My personal definition is no access to news, social media or communications such as WhatsApp. If someone wants to contact me, they have to phone me. I will also use my phone camera and listen to music.
Your definition of a digital detox might be different.
But the crucial element is to stay away from the damaging aspects of online life such as social media or anything that consumes your time.
What are the benefits of a digital detox?
Our lives are stressful enough without outside influence. And this is how a digital detox can really help your mental health.
Less exposure to bad news, social media and other irrelavences in our life can quickly change our perception and our moods.
We can all benefit from taking time to enjoy real world, tangible things like time with family and friends and getting into nature and the outdoors. Taking a walk in your local park, a local forest or along a beach, without your device, is literally a breath of fresh air.
The longer you can go without your device the less you feel dependent on it too. Although we are ever more connected to friends and family via our phones and computers, this isn’t the problem. It’s the dependence on our devices to waste time.
But being bored is a lost art. Boredom, staring into space and not having an external stimulus is actually a stimulating experience. Many of the greatest ideas and realisations in history have come in moments of quiet contemplation. Imagine in Isaac Newton had been on his phone instead of watching apples fall from the tree. Or if Copernicus had spent his time scrolling the news instead of considering the vastness of the universe.
Ebrace boredom and moments of silence.
How to do a digital detox
Going full cold turkey from your device can be difficult. So if you’re planning a digital detox consider starting with just a day or so, or even half a day. A friend of mine does a digital detox every Sunday, to spend time with his family.
Personally, I aim for one day a month at least. This is often centered around events like birthdays, days out or holidays. This means I get to focus on the event without too many distractions.

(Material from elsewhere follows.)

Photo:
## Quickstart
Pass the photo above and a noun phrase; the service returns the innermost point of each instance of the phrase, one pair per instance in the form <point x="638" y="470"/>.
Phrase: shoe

I will still use my phone for photos or if someone phones me (if I recognise the number).
You can always start small and build a digital detox into your life over time. The truth is that once you’ve done it a few times, you start to look forward to it.
To make it easier:
- Tell people that you’re planning to do a digital detox in advance, so they don’t worry or bug you with messages
- Give yourself something else to focus on during your digital detox, such as spending time with people, reading a book or learning a new sport
- Leave your phone somewhere rather than carrying it around with you. This will make you less likely to impluse check it if a notifcation comes in
- Turn off audible and vibration notifications
Don’t beat yourself up if you slip into checking your phone. Just take note of why and how it happened so you can understand how to avoid it next time.
It’s also a great idea to build in some mindfulness or fitness to help you break your digital dependence.